I spent a little time this weekend playing with my XSS fuzzer, which I am trying to get to a point where I can release it, for other researchers to play with. In doing some preliminary testing I’ve found a number of issues worth mentioning to anyone doing this form of research. Cheng Pang Su and I have been working on some of the more advanced variable width encoding, and I’ll release more on that later, as I’ve found a number of additional issues. In doing that, I have expanded the fuzzer to look at additional character encoding methods, which is how I began finding these.
In the mean time I thought I’d release some additional research I’ve been doing around injecting characters into HTML tags to see their outcome in various encoding methods. Here is the string I started with:
<[CHAR]IMG SRC="" onerror='XSS_ME(CHAR)'>
Where [CHAR] is the actual character, and CHAR is the numerical representation of that character and XSS_ME is a function to log the character. Anyway, after removing false positives (60 = <) I came up with this list in the various encoding methods I am testing in Internet Explorer:
US-ASCII: 0, 128, 188, 1788, 1852, 1916, 1980, 2044, 2108, 2172, 2236, 2300, 2364, 2428, 2492, 2556, 2620, 2684, 2748, 2812, 2876, 2940, 3004, 3068, 3132, 3196, 3260, 3324, 3388, 3452, 3516, 3580, 3644, 3708, 3772, 3836, 3840, 8124, 12220, 16316, 20412, 24508, 28604, 32700, 36796, 40892, 44988, 49084, 53180, 57276, 61372, 65468
EUC-JP: 0, 142
The 0 char (null) is not particuarly interesting, as it’s been known for a while (as documented on the XSS Cheat Sheet). The others however, I’ve never seen documented properly. These wide chars are not straight forward to inject as are any below 255, but it’s still possible (especially if it’s stored verses reflected).

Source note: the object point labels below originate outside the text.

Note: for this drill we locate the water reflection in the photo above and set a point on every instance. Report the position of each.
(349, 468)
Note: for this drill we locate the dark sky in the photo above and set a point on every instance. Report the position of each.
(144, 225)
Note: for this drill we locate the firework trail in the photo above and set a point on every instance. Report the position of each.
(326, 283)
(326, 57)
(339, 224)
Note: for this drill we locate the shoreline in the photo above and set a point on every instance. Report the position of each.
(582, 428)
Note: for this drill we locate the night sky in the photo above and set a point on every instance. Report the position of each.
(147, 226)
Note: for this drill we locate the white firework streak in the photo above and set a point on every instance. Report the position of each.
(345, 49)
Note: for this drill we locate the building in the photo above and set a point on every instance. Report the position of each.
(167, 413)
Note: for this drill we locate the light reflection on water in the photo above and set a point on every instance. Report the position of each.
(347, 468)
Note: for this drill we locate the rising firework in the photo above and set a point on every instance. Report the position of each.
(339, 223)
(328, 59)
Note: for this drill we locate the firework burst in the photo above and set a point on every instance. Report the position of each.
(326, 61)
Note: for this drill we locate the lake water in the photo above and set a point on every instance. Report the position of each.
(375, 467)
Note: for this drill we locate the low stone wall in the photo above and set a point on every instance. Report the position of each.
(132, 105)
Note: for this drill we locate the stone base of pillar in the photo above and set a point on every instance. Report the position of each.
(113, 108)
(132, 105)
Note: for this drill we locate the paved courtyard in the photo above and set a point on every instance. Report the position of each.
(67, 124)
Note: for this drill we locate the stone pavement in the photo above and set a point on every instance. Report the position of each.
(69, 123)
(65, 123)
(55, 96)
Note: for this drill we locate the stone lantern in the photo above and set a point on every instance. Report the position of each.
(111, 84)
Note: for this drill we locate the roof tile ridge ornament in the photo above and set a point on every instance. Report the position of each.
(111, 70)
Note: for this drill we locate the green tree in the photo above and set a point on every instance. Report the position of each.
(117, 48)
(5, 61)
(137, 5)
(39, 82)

Lots more to come, but I wanted to give you all something so you could see what I was up to. In the mean-time it might be interesting to start writing a scanner to get the various encoding methods of different websites to see how statistically interesting these methods are. From one scan I’ve seen it was less than 1% use US-ASCII, but as far as EUC-JP it would require scanning Japanese domains to get a better understanding of the possibilities of these attack vectors.